1865. January 19. Before the Lord Chancellor Lord WESTBURY.

A trust-deed for the benefit of creditors intended to be executed by debtors in business together as copartners, and to be brought within the provisions of the Bankruptcy Act, 1861, § 192, is properly framed when its terms embrace all possible estate and property which not only does but also may or might belong to the partners jointly or to either of them separately. The non-existence in point of fact of any separate estate of either debtor is no objection to the validity under the Bankruptcy Act, 1861, § 192, of a trustdeed so framed, even as against a non-assentient separate creditor. Semble, that in computing the statutory majority of assenting creditors to a deed under the Bankruptcy Act, 1861, § 192, executed by debtors in trade in copartnership, the separate creditors are not to be consulted separately in respect of the separate estate, but that the whole body of the creditors is to deliberate and decide together, and that separate creditors might constitute a majority even if there were no separate estate.
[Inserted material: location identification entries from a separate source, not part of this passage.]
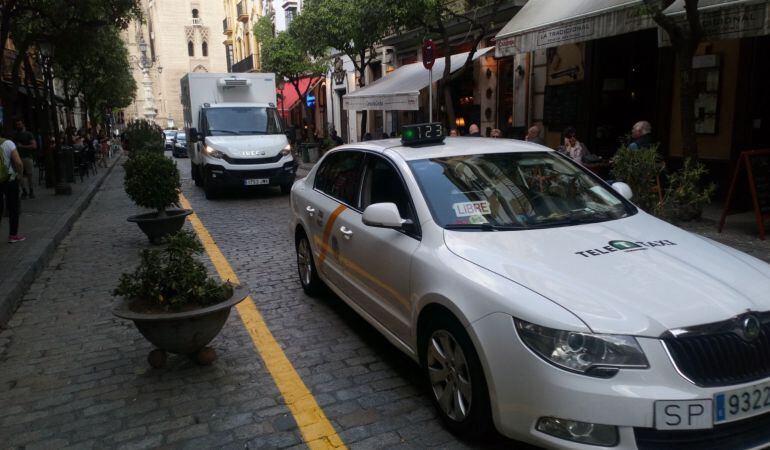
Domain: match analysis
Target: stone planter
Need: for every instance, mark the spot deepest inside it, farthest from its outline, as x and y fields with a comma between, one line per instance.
x=156, y=227
x=184, y=333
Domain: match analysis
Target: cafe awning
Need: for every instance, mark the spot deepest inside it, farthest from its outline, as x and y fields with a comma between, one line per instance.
x=725, y=19
x=546, y=23
x=400, y=90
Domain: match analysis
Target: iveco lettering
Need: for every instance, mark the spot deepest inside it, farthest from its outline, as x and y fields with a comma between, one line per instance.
x=538, y=299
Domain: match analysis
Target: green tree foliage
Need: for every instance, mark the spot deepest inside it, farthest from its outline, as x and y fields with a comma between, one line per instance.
x=640, y=169
x=352, y=27
x=152, y=181
x=172, y=278
x=286, y=56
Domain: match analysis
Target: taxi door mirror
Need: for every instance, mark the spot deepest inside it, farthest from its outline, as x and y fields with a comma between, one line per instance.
x=383, y=215
x=623, y=189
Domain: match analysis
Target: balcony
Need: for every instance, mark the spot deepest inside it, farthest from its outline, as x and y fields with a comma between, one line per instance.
x=243, y=14
x=244, y=65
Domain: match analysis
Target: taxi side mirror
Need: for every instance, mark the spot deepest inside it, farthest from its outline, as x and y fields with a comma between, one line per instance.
x=623, y=189
x=383, y=215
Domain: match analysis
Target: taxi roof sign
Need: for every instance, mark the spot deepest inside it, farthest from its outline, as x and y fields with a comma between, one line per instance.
x=422, y=134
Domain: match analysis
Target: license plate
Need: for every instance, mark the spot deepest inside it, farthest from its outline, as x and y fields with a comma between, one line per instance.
x=742, y=403
x=683, y=414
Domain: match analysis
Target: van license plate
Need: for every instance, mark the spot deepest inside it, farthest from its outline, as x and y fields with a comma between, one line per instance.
x=742, y=403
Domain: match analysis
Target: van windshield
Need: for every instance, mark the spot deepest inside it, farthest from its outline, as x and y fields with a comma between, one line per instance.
x=242, y=121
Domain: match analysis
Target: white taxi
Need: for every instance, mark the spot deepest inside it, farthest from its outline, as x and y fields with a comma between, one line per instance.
x=537, y=298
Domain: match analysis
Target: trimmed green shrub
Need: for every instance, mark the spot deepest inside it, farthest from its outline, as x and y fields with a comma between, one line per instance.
x=639, y=169
x=686, y=194
x=152, y=181
x=172, y=278
x=144, y=136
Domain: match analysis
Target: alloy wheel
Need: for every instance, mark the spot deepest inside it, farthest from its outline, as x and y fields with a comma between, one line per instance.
x=449, y=375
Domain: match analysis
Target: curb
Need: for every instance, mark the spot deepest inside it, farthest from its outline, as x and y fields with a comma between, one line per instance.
x=15, y=286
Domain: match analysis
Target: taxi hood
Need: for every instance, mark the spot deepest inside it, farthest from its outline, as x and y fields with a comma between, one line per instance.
x=251, y=146
x=639, y=275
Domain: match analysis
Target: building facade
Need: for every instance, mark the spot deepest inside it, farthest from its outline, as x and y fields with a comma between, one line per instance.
x=241, y=48
x=178, y=37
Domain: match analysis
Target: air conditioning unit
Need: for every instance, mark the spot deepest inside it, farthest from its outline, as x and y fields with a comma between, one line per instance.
x=232, y=82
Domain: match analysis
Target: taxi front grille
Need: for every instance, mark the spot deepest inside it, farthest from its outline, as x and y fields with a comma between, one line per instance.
x=721, y=358
x=245, y=161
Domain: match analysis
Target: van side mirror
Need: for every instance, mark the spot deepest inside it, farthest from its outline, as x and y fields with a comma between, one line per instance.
x=623, y=189
x=383, y=215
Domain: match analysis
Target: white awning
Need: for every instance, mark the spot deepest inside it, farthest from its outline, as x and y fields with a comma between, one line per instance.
x=548, y=23
x=400, y=90
x=725, y=19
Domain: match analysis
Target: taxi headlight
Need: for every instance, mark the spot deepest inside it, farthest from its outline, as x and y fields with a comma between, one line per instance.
x=591, y=354
x=214, y=153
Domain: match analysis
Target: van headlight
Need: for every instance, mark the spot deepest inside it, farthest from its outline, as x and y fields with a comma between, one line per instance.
x=598, y=355
x=214, y=153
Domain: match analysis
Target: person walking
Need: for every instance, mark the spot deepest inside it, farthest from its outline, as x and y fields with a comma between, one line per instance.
x=641, y=133
x=26, y=145
x=10, y=166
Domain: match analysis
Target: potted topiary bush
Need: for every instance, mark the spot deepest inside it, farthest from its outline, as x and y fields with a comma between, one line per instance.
x=152, y=181
x=173, y=302
x=686, y=194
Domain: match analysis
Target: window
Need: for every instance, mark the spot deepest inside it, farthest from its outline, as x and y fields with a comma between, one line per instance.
x=382, y=184
x=340, y=175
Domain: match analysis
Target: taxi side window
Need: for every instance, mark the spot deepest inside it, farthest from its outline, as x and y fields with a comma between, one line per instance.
x=382, y=184
x=340, y=176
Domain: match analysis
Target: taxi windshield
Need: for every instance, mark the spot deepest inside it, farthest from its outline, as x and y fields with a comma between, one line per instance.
x=507, y=191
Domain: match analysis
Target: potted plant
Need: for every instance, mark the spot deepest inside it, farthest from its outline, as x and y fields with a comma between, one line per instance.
x=152, y=181
x=686, y=195
x=173, y=302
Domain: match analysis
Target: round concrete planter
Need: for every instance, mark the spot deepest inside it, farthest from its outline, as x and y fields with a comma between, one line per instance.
x=185, y=333
x=157, y=227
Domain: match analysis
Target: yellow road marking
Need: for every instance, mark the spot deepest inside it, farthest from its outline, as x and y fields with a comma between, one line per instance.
x=316, y=429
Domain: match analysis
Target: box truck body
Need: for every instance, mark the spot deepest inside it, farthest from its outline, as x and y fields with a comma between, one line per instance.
x=234, y=133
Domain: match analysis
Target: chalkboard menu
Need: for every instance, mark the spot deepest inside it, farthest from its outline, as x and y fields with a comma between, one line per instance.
x=561, y=105
x=760, y=171
x=757, y=168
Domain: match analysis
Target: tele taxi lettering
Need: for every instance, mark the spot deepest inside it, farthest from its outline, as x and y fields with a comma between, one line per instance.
x=624, y=246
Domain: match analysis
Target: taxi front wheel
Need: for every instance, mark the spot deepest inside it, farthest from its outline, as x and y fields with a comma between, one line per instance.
x=308, y=277
x=453, y=370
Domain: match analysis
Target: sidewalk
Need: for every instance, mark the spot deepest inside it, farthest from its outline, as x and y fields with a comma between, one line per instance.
x=44, y=221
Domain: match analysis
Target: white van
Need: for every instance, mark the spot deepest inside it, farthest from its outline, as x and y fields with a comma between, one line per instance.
x=234, y=132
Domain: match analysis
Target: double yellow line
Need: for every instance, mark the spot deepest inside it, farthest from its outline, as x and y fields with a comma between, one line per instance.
x=316, y=429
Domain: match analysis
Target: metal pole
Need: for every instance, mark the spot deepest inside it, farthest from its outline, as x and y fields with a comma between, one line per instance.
x=430, y=95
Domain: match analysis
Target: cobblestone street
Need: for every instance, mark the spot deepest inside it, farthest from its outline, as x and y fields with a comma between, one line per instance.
x=74, y=376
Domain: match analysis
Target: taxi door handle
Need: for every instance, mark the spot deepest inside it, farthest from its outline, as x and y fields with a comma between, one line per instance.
x=346, y=233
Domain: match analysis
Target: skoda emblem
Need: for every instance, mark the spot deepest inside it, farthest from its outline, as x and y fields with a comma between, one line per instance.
x=751, y=328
THIS was an appeal on the part of the bankrupt and Messrs. Littledale and Grey, who were the trustees of a trust-deed which had been executed by him and his partner William Thomson, from the refusal of Mr. Commissioner PERRY to stay all proceedings under the petition for adjudication, and to dismiss the petition.

On the 5th of November, 1864, William Thomson and the bankrupt as partners executed a deed of that date, which was expressed

(a) See Ex parte Dobson, supra, p. 229.